New Delhi: The Reserve Bank of India (RBI) has delivered steady rate cuts but micro, small and medium enterprises (MSMEs) still complain of banks not passing on the benefits of lower lending rates.
"There is still no change on the ground. The prime lending rates (PLRs) which the banks are charging are the same at around 10 per cent," said Animesh Saxena, President of Federation of Indian Micro Small & Medium Enterprises (FISME).
The RBI has been continuously cutting the repo rate to make loans cheaper for corporates and consumers but commercial banks have generally been reluctant in effecting a commensurate cut in interest rate for customers.

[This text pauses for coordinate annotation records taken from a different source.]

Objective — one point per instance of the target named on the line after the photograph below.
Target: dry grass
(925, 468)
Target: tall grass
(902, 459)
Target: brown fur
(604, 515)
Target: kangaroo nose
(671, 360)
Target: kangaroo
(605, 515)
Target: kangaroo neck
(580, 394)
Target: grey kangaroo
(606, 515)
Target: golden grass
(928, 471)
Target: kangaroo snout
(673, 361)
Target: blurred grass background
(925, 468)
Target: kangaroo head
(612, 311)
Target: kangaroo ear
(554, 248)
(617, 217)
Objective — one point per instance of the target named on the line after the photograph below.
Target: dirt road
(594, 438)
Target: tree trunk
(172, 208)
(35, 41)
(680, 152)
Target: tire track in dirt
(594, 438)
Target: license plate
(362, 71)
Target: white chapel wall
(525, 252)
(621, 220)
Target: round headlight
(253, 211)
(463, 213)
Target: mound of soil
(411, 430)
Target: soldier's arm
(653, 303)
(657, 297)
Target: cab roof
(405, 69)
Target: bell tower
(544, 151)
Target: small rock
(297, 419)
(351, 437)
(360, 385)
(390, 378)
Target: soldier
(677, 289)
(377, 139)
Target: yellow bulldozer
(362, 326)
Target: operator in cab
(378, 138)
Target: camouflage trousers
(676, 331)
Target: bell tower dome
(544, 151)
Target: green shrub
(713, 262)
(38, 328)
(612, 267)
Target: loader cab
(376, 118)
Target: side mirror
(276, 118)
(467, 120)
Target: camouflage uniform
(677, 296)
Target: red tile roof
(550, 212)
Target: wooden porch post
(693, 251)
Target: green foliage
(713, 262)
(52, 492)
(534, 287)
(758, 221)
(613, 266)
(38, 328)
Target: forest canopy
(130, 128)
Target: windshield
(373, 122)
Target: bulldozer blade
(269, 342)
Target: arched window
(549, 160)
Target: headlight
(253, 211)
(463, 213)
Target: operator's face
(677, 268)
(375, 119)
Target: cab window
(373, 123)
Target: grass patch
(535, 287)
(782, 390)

On expected lines, the RBI on Friday cut the repo rate by 25 basis points to 5.15 per cent from 5.40 per cent. This is the fifth straight cut in lending rate taking the cumulative interest rate reduction to 135 basis points since February this year.
Saxena said that banks appear to be improving their bottom-line and not passing on the benefits to the consumers.
"They are expected to reduce interest rates in the festive season for automobile and other personal loan category. We have not seen them cutting the rates for MSMEs or the industry at least in the last three months," the trade body chief said.
Complementing the government's fiscal measures, the RBI has reduced lending rates to push growth and investment in the country.
Despite government push to prop up the MSME sector byoffering them adequate credit, loan growth for this crucial segment of the economy has been tepid.
Official data shows PSU banks have been cautious in lending to MSMEs with total credit outstanding to the sector growing at just 7.38 per cent to Rs 8.81 lakh crore in the three-year period ending March, 2019.
Chandrakant Salunkhe, Founder and President, SME Chamber of India said that banks are not passing on the benefits of lower repo rate and it was a serious matter of concern.
"The government should intervene in this matter. Banks seem to be focussed only on home loans," Salunkhe said.